The air inside Baffetti's workshop is thick with sawdust and glue. At one end of the shop, a worker adjusts some out-of-tune reeds.
Baffetti says the instruments are made pretty much the same as when his father began making accordions 60 years ago. Back then, they were not novelties in popular music — for proof, just look at a clip from Lawrence Welk's old primetime TV show.
Back then, business was booming in Castelfidardo. The town was home to some 3,000 accordion makers; it dominated the global market.
But then, something happened: The electric guitar, and the rise of rock and roll, reshaped the accordion market in the 1950s and 60s. Before the electric guitar, the town sold around 200,000 accordions a year. Today, it's just 20,000 — a 90 percent plunge.
Beniamino Bugiolacchi directs Castelfidardo's accordion museum.
"The Beatles, the Rolling Stones, and Elvis Presley, perhaps for the better, changed musical tastes," Bugiolacchi says.
But you can't blame it all on rock and roll, says Michel Martone, Italy's newly appointed deputy labor minister.
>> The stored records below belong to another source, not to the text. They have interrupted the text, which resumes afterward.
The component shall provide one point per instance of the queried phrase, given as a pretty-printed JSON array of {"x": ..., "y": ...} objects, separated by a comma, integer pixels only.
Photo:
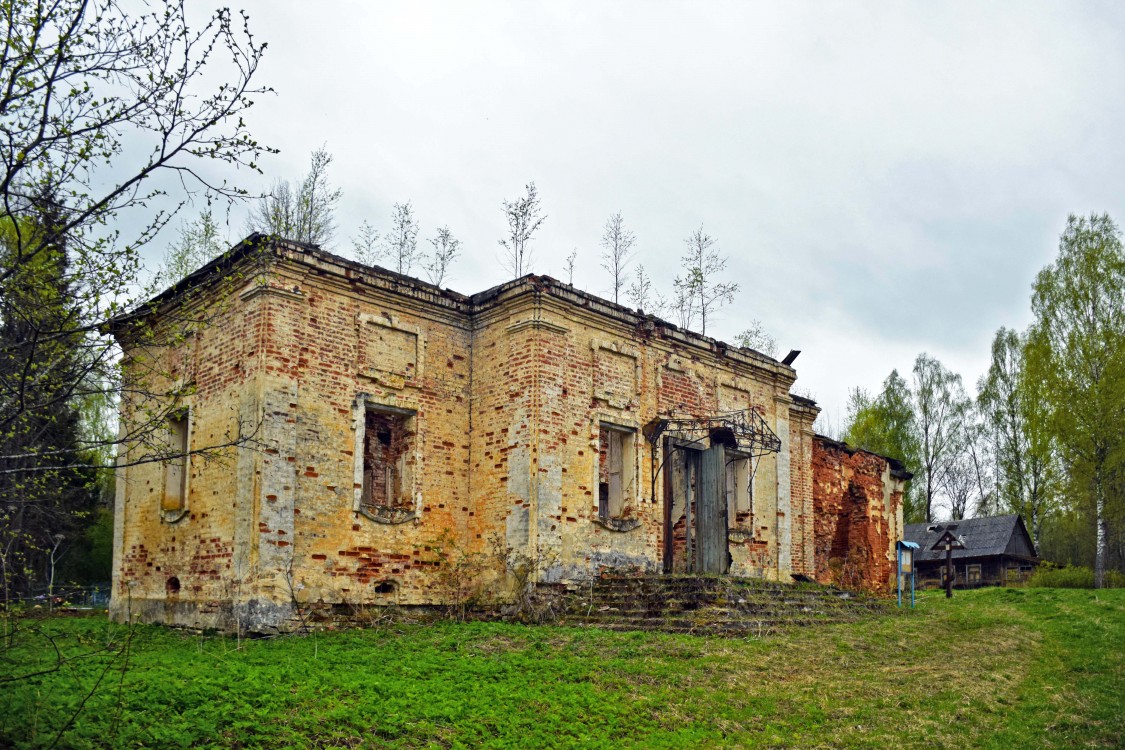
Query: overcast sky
[{"x": 884, "y": 179}]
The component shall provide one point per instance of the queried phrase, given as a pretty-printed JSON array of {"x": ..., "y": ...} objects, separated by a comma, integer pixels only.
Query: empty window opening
[
  {"x": 387, "y": 440},
  {"x": 614, "y": 471},
  {"x": 176, "y": 468}
]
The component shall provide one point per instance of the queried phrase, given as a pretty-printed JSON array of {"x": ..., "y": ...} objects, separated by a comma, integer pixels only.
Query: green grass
[
  {"x": 993, "y": 668},
  {"x": 1047, "y": 576}
]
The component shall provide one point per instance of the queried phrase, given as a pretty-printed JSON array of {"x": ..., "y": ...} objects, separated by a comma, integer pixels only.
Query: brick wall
[
  {"x": 857, "y": 507},
  {"x": 502, "y": 397}
]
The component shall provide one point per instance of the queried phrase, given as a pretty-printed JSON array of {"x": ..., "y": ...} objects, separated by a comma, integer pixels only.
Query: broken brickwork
[
  {"x": 857, "y": 509},
  {"x": 419, "y": 446}
]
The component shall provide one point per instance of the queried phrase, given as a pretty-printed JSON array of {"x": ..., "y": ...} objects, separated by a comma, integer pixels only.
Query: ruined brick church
[{"x": 412, "y": 445}]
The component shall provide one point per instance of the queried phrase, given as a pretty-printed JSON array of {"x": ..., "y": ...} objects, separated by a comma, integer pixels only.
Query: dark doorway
[{"x": 695, "y": 503}]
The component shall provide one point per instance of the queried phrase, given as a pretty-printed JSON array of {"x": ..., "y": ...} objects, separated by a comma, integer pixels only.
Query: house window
[
  {"x": 739, "y": 494},
  {"x": 176, "y": 467},
  {"x": 614, "y": 470},
  {"x": 388, "y": 439}
]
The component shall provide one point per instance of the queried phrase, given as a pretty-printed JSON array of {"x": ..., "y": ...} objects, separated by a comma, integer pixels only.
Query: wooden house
[{"x": 997, "y": 551}]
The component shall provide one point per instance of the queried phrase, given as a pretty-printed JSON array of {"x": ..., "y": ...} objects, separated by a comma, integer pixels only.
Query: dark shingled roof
[{"x": 982, "y": 536}]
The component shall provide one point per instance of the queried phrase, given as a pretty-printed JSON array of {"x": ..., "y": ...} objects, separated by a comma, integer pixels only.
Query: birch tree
[
  {"x": 446, "y": 250},
  {"x": 1014, "y": 408},
  {"x": 1077, "y": 350},
  {"x": 699, "y": 290},
  {"x": 401, "y": 245},
  {"x": 366, "y": 244},
  {"x": 617, "y": 252},
  {"x": 524, "y": 217},
  {"x": 941, "y": 405},
  {"x": 305, "y": 213}
]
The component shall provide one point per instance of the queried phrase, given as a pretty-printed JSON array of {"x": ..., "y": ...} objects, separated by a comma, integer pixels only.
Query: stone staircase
[{"x": 711, "y": 604}]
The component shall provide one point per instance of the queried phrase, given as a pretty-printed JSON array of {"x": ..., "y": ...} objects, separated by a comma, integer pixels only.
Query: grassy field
[{"x": 995, "y": 668}]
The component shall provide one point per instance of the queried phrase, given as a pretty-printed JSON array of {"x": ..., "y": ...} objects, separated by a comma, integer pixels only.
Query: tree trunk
[{"x": 1099, "y": 558}]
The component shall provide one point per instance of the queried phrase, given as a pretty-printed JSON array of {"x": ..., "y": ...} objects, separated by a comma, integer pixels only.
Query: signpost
[
  {"x": 948, "y": 541},
  {"x": 906, "y": 567}
]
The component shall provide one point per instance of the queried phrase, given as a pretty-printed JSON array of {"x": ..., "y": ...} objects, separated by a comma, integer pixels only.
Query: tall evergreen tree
[{"x": 44, "y": 490}]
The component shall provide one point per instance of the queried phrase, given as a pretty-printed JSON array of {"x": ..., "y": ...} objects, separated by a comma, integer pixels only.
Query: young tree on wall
[
  {"x": 757, "y": 339},
  {"x": 524, "y": 217},
  {"x": 568, "y": 267},
  {"x": 1015, "y": 413},
  {"x": 305, "y": 213},
  {"x": 941, "y": 405},
  {"x": 642, "y": 297},
  {"x": 446, "y": 249},
  {"x": 700, "y": 287},
  {"x": 366, "y": 244},
  {"x": 1076, "y": 350},
  {"x": 617, "y": 252},
  {"x": 885, "y": 425},
  {"x": 401, "y": 245},
  {"x": 199, "y": 243},
  {"x": 101, "y": 108}
]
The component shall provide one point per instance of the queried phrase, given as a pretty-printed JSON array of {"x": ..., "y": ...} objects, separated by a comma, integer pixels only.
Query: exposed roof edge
[
  {"x": 898, "y": 469},
  {"x": 282, "y": 247}
]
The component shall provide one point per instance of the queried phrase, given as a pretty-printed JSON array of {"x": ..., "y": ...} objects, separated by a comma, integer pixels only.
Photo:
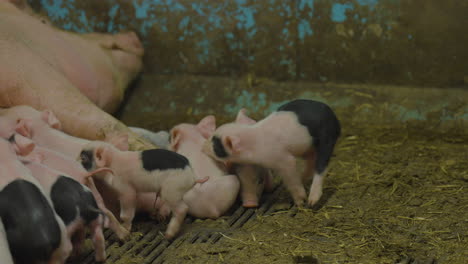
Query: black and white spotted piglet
[
  {"x": 300, "y": 128},
  {"x": 76, "y": 206},
  {"x": 157, "y": 170}
]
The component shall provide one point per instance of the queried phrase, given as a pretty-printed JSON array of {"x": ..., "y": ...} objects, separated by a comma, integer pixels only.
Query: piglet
[
  {"x": 35, "y": 233},
  {"x": 253, "y": 179},
  {"x": 70, "y": 167},
  {"x": 155, "y": 170},
  {"x": 5, "y": 255},
  {"x": 297, "y": 129},
  {"x": 75, "y": 204},
  {"x": 160, "y": 139},
  {"x": 213, "y": 198}
]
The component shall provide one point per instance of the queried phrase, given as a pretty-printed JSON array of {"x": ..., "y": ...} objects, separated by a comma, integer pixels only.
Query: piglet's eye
[{"x": 83, "y": 157}]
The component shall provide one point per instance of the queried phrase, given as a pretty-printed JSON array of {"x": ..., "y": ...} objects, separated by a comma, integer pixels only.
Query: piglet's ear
[
  {"x": 207, "y": 126},
  {"x": 120, "y": 141},
  {"x": 174, "y": 139},
  {"x": 242, "y": 118},
  {"x": 101, "y": 156},
  {"x": 23, "y": 127},
  {"x": 232, "y": 143},
  {"x": 23, "y": 145},
  {"x": 49, "y": 117}
]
"We need to globalize more," Martone says. "We need to open up our country. We need to face the globalization time."
Martone points out that the accordion didn't disappear after the 1950s. Many people still play it. But there's been a huge market shift. China now manufactures most of the world's low-cost accordions.
The businesses in Castelfidardo that used to make them are long gone. The companies that are left are mostly tiny firms that focus on high-end instruments. Some accordions made here go for as much as $50,000.
That means small-business owners like Baffetti can make a pretty decent living.
"It's been our goal to grow, but slowly, in order to keep quality high. If quality drops, then we've missed the point," he says. "Our company makes 180-200 accordions in one month. If for some reason we got 250 orders, that would be difficult, if not impossible to do. So sometimes, we turn down requests when business is too good."
That's great for Baffetti, Martone says, but it's a big problem for the economy as a whole. If small businesses don't do more to grow, then it will be hard for the entire country to compete globally.
"We have a problem in Italy. It's the country of many, many little things, very well done. That's the [greatness] of Italy. But that's also our problem," Martone says. "We don't have the big stuff, the big things you need in a global time. That's the big problem of Castelfidardo... if you are [excellent] in something, you need to sell it all over the world."
That doesn't mean that quality has to suffer, he says. Martone wants niche manufacturers to band together the way Italy's giant fashion industry did decades ago. Once-boutique companies like Prada and Ferragamo today bring in billions of euros for the Italian economy.
But until more small companies do the same, economists worry that things in Castelfidardo — and the rest of Italy — will stay out of tune with the global economy.